Re: [PATCH 1/1] rcu/tree: support kfree_bulk() interface in kfree_rcu()

From: Joel Fernandes <joel@joelfernandes.org>
To: Uladzislau Rezki <urezki@gmail.com>
Cc: "Paul E. McKenney" <paulmck@kernel.org>,
	LKML <linux-kernel@vger.kernel.org>, RCU <rcu@vger.kernel.org>,
	Steven Rostedt <rostedt@goodmis.org>,
	Oleksiy Avramchenko <oleksiy.avramchenko@sonymobile.com>
Subject: Re: [PATCH 1/1] rcu/tree: support kfree_bulk() interface in kfree_rcu()
Date: Wed, 15 Jan 2020 17:53:50 -0500	[thread overview]
Message-ID: <20200115225350.GA246464@google.com> (raw)
In-Reply-To: <20200115131446.GA18417@pc636>

On Wed, Jan 15, 2020 at 02:14:46PM +0100, Uladzislau Rezki wrote:
> Hello, Joel, Paul.
> 
> Thank you for comments and testing!
> 
> > > 
> > > Nice improvement!
> > > 
> > > But rcuperf uses a single block size, which turns into kfree_bulk() using
> > > a single slab, which results in good locality of reference.  So I have to
> > 
> > You meant a "single cache" category when you say "single slab"? Just to
> > mention, the number of slabs (in a single cache) when a large number of
> > objects are allocated is more than 1 (not single). With current rcuperf, I
> > see 100s of slabs (each slab being one page) in the kmalloc-32 cache. Each
> > slab contains around 128 objects of type kfree_rcu (24 byte object aligned to
> > 32-byte slab object).
> > 
> I think that is about using different slab caches to break locality. It
> makes sense, IMHO, because usually the system make use of different slabs,
> because of different object sizes. From the other hand i guess there are
> test cases when only one slab gets used.

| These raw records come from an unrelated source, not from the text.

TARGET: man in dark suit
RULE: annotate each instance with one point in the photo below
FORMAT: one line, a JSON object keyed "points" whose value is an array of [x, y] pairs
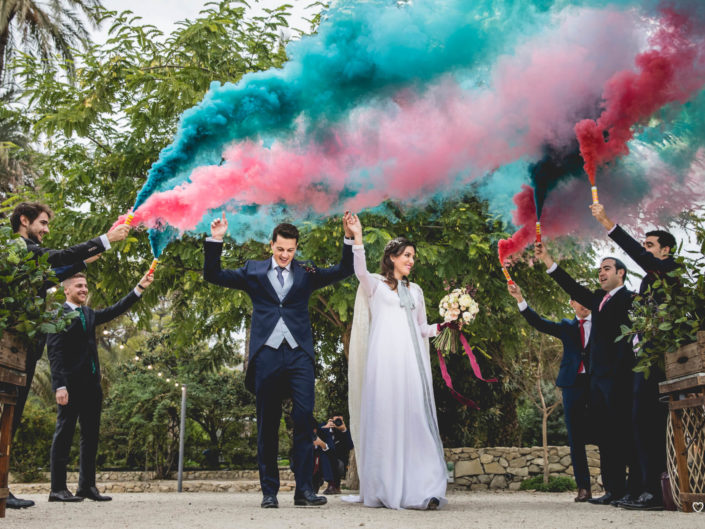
{"points": [[573, 379], [31, 221], [75, 378], [281, 355], [336, 445], [649, 416], [610, 369]]}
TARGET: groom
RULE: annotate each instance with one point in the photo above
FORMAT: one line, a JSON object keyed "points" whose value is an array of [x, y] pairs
{"points": [[281, 356]]}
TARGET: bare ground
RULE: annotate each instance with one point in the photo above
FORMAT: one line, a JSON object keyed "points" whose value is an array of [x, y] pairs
{"points": [[486, 510]]}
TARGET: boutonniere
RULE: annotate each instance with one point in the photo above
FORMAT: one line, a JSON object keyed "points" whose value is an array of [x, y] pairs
{"points": [[309, 267]]}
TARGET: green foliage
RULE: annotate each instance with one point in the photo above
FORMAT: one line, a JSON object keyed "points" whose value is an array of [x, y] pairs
{"points": [[671, 312], [555, 484], [529, 419], [23, 281], [106, 129]]}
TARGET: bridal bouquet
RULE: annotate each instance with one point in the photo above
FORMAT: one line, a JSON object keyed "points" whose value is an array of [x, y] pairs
{"points": [[458, 309]]}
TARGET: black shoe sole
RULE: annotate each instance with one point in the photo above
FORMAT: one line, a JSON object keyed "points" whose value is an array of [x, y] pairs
{"points": [[16, 506], [306, 503]]}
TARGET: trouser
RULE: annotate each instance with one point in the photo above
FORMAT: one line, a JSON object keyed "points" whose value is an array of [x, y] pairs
{"points": [[649, 417], [84, 406], [281, 373], [575, 402], [332, 468], [610, 401]]}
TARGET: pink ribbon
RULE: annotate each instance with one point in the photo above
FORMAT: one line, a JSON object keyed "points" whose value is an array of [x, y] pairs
{"points": [[446, 377], [475, 369], [473, 360]]}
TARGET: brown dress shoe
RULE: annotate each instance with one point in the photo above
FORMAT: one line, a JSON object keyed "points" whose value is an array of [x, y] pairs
{"points": [[583, 495]]}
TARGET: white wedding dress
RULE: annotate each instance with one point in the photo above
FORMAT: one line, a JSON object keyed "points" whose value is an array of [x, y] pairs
{"points": [[392, 410]]}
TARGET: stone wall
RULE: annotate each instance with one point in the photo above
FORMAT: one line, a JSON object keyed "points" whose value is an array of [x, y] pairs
{"points": [[507, 467], [474, 469]]}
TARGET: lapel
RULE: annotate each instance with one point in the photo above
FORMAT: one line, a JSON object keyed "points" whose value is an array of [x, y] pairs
{"points": [[67, 309], [298, 272], [261, 273]]}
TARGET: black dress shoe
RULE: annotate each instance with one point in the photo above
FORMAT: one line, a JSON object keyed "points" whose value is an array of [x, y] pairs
{"points": [[309, 499], [331, 489], [605, 499], [621, 500], [270, 502], [92, 494], [17, 503], [645, 502], [63, 495]]}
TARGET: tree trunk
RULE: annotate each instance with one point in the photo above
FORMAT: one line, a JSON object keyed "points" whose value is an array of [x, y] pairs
{"points": [[544, 428], [352, 478], [544, 441], [4, 39]]}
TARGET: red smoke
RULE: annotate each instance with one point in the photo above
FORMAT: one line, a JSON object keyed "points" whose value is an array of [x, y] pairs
{"points": [[524, 216], [671, 71]]}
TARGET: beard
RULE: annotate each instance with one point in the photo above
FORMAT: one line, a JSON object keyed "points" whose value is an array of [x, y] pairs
{"points": [[33, 235]]}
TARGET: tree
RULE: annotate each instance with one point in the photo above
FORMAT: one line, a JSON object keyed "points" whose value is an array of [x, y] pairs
{"points": [[533, 371], [45, 30]]}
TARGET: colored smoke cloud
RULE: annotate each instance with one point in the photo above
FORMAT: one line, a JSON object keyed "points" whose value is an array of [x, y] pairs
{"points": [[419, 100]]}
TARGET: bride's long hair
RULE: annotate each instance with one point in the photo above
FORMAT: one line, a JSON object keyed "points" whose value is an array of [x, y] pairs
{"points": [[395, 248]]}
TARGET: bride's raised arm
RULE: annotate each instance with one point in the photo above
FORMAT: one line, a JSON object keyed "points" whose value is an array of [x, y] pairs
{"points": [[367, 282], [428, 330]]}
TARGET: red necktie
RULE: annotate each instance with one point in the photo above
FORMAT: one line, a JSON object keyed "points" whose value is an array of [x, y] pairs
{"points": [[604, 300], [581, 367]]}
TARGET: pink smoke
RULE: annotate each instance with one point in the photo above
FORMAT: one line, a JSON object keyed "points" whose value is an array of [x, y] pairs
{"points": [[671, 71], [524, 216], [418, 145]]}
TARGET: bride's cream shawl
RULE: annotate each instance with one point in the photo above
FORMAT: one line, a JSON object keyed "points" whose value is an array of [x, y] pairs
{"points": [[357, 360]]}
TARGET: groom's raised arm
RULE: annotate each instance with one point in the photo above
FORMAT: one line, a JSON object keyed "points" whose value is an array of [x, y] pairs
{"points": [[574, 289], [213, 249], [326, 276]]}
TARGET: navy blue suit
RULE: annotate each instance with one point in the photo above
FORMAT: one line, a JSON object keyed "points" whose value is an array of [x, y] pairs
{"points": [[574, 386], [73, 356], [648, 414], [65, 263], [274, 374], [611, 364]]}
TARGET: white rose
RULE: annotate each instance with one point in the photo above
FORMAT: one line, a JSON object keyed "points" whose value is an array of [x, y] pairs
{"points": [[465, 300]]}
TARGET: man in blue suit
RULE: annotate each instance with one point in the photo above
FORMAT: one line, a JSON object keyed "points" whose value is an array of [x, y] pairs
{"points": [[281, 355], [611, 362], [573, 379], [649, 416]]}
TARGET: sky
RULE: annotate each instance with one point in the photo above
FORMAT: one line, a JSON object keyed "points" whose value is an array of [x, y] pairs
{"points": [[164, 14]]}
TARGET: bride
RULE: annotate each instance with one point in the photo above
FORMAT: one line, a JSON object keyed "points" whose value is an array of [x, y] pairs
{"points": [[392, 410]]}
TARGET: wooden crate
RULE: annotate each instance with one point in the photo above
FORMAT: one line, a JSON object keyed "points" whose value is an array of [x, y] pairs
{"points": [[687, 360]]}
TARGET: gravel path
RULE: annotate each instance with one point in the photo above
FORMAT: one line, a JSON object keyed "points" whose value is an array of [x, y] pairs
{"points": [[486, 510]]}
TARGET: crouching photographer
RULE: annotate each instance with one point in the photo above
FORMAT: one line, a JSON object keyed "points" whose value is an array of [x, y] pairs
{"points": [[334, 444]]}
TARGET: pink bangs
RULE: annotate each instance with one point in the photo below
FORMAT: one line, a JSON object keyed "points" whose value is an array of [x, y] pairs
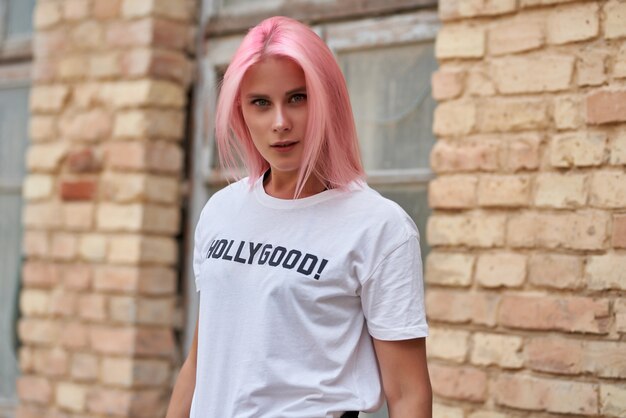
{"points": [[331, 150]]}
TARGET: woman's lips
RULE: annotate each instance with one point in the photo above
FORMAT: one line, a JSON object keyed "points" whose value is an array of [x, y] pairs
{"points": [[285, 146]]}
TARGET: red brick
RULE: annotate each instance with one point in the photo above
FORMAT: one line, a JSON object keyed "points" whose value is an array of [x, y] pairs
{"points": [[568, 313], [619, 231], [606, 106], [34, 389], [106, 9], [78, 189], [85, 160], [40, 274], [539, 394], [462, 383]]}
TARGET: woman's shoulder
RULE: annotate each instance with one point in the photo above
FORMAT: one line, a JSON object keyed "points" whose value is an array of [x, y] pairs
{"points": [[369, 207]]}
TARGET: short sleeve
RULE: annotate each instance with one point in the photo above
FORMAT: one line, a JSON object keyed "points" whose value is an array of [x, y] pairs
{"points": [[392, 297]]}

I was wondering about "locality". A cache can be split into many slabs. Only
the data on a page is local (contiguous). If there are a large number of
objects, then it goes to a new slab (on the same cache). At least on the
kmalloc slabs, there is only 1 slab per page. So for example, if on
kmalloc-32 slab, there are more than 128 objects, then it goes to a different
slab / page. So how is there still locality?

Further the slab (not sure about slub) doesn't seem to do anything at the
moment to take advantage of locality within a slab.

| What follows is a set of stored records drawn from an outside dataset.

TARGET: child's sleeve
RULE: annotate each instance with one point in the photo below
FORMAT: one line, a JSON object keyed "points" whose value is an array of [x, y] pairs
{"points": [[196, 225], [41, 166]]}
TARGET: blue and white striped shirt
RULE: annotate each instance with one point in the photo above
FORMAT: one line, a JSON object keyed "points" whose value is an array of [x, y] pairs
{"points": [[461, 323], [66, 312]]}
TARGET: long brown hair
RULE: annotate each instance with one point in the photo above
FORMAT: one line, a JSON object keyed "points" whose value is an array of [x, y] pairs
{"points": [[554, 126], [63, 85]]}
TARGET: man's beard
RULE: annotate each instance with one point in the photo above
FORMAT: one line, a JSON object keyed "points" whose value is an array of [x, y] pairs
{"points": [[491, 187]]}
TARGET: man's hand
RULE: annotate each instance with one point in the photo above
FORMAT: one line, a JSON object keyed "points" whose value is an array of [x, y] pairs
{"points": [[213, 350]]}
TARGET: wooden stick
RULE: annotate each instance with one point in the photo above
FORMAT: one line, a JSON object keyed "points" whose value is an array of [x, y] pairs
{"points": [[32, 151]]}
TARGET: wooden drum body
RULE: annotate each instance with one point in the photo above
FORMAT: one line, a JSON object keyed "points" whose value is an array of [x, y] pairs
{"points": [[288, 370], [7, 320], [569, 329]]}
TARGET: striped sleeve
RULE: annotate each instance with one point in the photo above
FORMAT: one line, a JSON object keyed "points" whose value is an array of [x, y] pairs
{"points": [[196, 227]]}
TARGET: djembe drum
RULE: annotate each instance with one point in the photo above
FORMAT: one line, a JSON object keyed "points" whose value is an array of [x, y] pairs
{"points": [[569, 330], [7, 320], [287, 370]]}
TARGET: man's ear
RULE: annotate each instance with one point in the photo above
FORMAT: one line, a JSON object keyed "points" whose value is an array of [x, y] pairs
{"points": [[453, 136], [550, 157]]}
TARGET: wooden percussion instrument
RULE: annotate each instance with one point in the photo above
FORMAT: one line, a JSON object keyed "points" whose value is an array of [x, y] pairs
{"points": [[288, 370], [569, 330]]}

That said, I am fully supportive of your patch and see the same
improvements as well which are for the reasons you mentioned in the changelog.

> > > ask...  Is this performance result representative of production workloads?
> > 
> > I added more variation to allocation sizes to rcuperf (patch below) to distribute
> > allocations across 4 kmalloc slabs (32,64,96 and 128) and I see a signficant
> > improvement with Ulad's patch in SLAB in terms of completion time of the
> > test. Below are the results. With SLUB I see slightly higher memory
> > footprint, I have never used SLUB and not sure who is using it so I am not
> > too concerned since the degradation in memory footprint is only slight with
> > SLAB having the signifcant improvement.
> > 
> Nice patch! I think, it would be useful to have it in "rcuperf" tool with
> extra parameter like "different_obj_sizes".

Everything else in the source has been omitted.